There may be a worthy sociological debate buried within the shtick of t.A.T.u.; a potential argument that their teen lipstick-lesbian persona aspires to take the Madonna/Britney strategy of using aggressive sexuality as an empowerment tool and blow it mercilessly out of the water. There could be, anyway, if every last note they recorded didn’t give off the creepy vibe of being assembled by a boardroom stuffed with fleshy guys.
Hey, hot foreign teen girls who grope each like their pulse depends on it have been known to pique the interest of the occasional dude (not, of course, to disrespect Russia’s large and thriving tradition of all-girl Catholic schools whose dress code stops right before the page for “thigh”).

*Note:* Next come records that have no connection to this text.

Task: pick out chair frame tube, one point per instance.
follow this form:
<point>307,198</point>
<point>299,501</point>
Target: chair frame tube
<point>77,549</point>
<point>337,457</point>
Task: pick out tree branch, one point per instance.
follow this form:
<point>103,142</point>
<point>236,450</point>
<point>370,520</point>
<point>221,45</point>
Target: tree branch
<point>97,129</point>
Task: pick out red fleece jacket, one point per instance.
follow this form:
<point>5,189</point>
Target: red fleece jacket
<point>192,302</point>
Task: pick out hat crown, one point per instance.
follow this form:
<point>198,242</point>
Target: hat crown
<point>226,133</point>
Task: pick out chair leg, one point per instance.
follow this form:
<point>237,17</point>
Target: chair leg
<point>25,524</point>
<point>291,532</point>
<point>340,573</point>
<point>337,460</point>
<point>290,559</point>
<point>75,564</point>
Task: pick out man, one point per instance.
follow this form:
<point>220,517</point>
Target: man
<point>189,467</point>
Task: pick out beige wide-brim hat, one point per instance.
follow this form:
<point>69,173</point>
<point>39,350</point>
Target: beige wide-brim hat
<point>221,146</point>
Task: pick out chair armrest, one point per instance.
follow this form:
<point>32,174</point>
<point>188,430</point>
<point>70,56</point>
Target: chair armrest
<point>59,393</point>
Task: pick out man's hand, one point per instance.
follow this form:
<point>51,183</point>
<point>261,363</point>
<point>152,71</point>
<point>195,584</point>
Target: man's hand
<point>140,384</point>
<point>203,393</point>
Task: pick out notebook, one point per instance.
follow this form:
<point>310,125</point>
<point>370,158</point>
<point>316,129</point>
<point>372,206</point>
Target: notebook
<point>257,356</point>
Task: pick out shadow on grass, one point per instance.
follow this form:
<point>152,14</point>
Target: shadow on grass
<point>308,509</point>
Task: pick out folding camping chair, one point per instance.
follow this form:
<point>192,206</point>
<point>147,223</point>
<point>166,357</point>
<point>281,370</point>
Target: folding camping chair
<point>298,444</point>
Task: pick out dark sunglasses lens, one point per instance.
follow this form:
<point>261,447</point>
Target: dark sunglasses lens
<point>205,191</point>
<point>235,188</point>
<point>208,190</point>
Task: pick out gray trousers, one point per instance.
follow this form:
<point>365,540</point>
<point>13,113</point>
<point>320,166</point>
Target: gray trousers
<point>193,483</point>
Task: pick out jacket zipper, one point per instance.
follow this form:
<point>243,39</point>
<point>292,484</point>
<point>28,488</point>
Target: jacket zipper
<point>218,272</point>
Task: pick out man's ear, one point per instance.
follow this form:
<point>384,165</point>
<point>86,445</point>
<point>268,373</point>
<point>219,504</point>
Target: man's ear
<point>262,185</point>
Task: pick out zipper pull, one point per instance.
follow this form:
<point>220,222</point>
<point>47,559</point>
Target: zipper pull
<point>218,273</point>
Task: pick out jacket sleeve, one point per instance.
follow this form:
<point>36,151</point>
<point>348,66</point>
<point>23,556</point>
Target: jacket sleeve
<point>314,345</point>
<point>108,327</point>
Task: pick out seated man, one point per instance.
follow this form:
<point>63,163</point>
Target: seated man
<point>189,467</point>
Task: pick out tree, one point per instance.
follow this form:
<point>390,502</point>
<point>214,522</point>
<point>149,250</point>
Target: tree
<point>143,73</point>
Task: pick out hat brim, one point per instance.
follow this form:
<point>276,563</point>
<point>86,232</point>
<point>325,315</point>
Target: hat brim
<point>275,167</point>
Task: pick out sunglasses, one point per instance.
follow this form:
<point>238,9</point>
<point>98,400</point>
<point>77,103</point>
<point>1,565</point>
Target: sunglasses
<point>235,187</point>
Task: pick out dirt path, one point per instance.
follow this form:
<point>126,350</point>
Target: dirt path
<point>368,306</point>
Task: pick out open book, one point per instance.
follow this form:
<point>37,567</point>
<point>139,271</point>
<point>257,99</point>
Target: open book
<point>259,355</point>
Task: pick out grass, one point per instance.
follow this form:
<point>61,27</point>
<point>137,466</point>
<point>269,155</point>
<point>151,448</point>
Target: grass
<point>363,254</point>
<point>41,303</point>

But if t.A.T.u. represents the tippy-top of the marketing universe, it also represents the bottom third of pop songwriting. Predictably, their sophomore album is lousy with that we’re-serious-this-time vibe, the palpable straining that screams, “Take us on our artistic merits, at least until we start mauling each other.”
It proves as soulless as it does anonymous. There are more tracks about trying to survive in a dance-club scene that looks down on lesbian relationships, wherever that is, a guest turn on the bass (!) from Sting (!!) and lyrics about separating friends from foes and wanting what you can’t have, such as the ability to address such topics in a manner that matters.